Mevcut hükümet Suriye’de “güvenli bölge” istiyor.
Hangi bölge orası? Kürt nüfusun yoğun olarak bulunduğu Suriye’nin kuzeyi. Bütün bir sınır hattı boyunca. İş yine döndü dolaştı Suriye’de yaşayan Kürt halkının başına patladı.
Güvenli olmak deyince aklıma hep Ankara geliyor. Tarih 10 Ekim 2015. Ankara’da, garın önünde miting yaparken bombalar patladı ve 103 insan öldü. Basın toplantısında “istifa edip etmeyeceği” sorulan Adalet Bakanı Kenan İpek kendini tutamayıp güldü.
Ankara’da, başkentin tam orta yerinde güvenliği böyle sağlayanlar, şimdi Fırat’ın doğusuna gidiyor. Ne yapacaklar? Güvenli bölge kuracaklar. Hepsini Allah’a emanet ediyorum. Dilerim 103 kişi öldüğünde gülümseyebilen hükümet oradaki insanlara özbeöz Türkiye Cumhuriyeti vatandaşlarına davrandığı gibi davranmaz.
*
Böylece herkesin S-400 konusunu anlamış olduğunu umuyorum.
O hava savunma sistemi evin bir köşesinde dursun bulunsun diye alınmadı. Hem “güvenli bölge” sevdası hem de İdlib’de bulunmaya devam edebilmenin diyeti olarak alındı.
İşler çok karışık.
ABD “güvenli bölge girişimi olursa engelleriz” dedi.
İran boylu boyunca bir şeridin TSK’nın kontrolünde olmasını istemez.
Rusya İdlib’de ortalığı Türkiye’ye ve onun kolladığı güçlere bırakmıyor. Suriye cihatçıları o şehirden atmak için fırsat kolluyor.
Aslına bakarsanız S-400 almış olmak dahi Rusya’nın desteğini alabilmek için bir yere kadar gitmenizi sağlıyor. Ondan sonrası belirsiz ve karanlık.
*
Hükümetin acil ihtiyacı nedir?
Milliyetçi-muhafazakar seçmene “bakın fetih yaptık” diyebilmek.
Devletin merkezi aklı Kürt meselesini bütün konuların merkezine alıyor. Bunu mantıklı bir mülahaza yapmış olarak nesnel buluyor. Şu ünlü beka meselesi. Bekayı kim bozar? Türkiye’de ve komşu ülkelerde Kürtlerin politik ve idari konularda hak talep ediyor olması. İşin daha da kötüsü bu hakları kazanma ihtimali.

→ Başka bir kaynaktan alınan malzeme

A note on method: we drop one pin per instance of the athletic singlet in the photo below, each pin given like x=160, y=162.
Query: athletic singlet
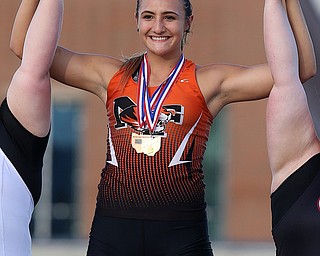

Aslına bakarsanız devletin merkezi aklının bu tanımlamasına sosyalistler ve HDP dışında neredeyse herkes ikna.
Dikkat edilirse sınır ötesi operasyon ve girişimlere CHP’nin hiçbir itirazı olmuyor. Şanlı ordumuz sefere giderken “yok olmaz” mı diyeceklerdi
Manzara aşağı yukarı bu.
Hani şarkı diyor ya “bu iş zor yonca”.
*
Zor diye duracak mıyız? Durmayacağız elbette. Barıştan yana olacağız. Kürt halkıyla barıştan yana olacağız. Ortadoğu halklarıyla barıştan yana olacağız. Tüm dünya için barıştan yana olacağız.
Savaşlara girmekten kaçınan dede ve ninelerimiz de vardı. 2. Dünya Savaşı’na girmedik. Biz de onların torunlarıyız işte.
Savaş da savaş diyenler yediğimiz lokmayı küçültmeye çalışıyorlar memlekette.
Yemeğimizin, ekmeğimizin, işimizin “güvenliğini “ düşünen yok.
Bütün bu “güvenli bölge” cazgırlığı esnasında, Türk-İş Başkanı Ergün Atalay ile bakan Zehra Zümrüt Selçuk arasında anlaşma sağlandı. Sonuç nedir? 2019 yılı için yüzde 8+4 oranında zam verilecek. Yani Türkiye’deki gerçek enflasyonun küsüratı kadar.
Atalay “uzasa işi karıştıracağız, en azından kapattım böyle” deyiverdi duyulmadığını sanarak. Şu işi karıştırmama ve kapatma düzeyine bakınız. İşi kapattığını sanıyordu ama mikrofonu kapatmamıştı.
Tüm insanlığa ve eski solculara iyi haberim şu:
Telefonlar, kameralar ve mikrofonlar açık bekliyor. Mutlaka hata yapacaklar ve yakalanacaklar. Çünkü suç şebekeleri kabiliyetsiz ve cibilliyetsizdir.
Ücretlere zam konusu kapanmayacak. Kıdem tazminatının gasp edilmesi konusu kapanmayacak. Antenlerimiz, kameralarımız ve mikrofonlarımız açık. Emek verenlerin siyaseti, örgütü ve mücadelesini boydan boya açıyoruz.
Kapatamayacaklar, kaçamayacaklar, elimizden kurtulamayacaklar.
Hepsi açık telefonların, kameraların ve mikrofonların acısını tadacak.
Dünyada bütün cibilliyetsizler 1 dakikalığına rezil olacak.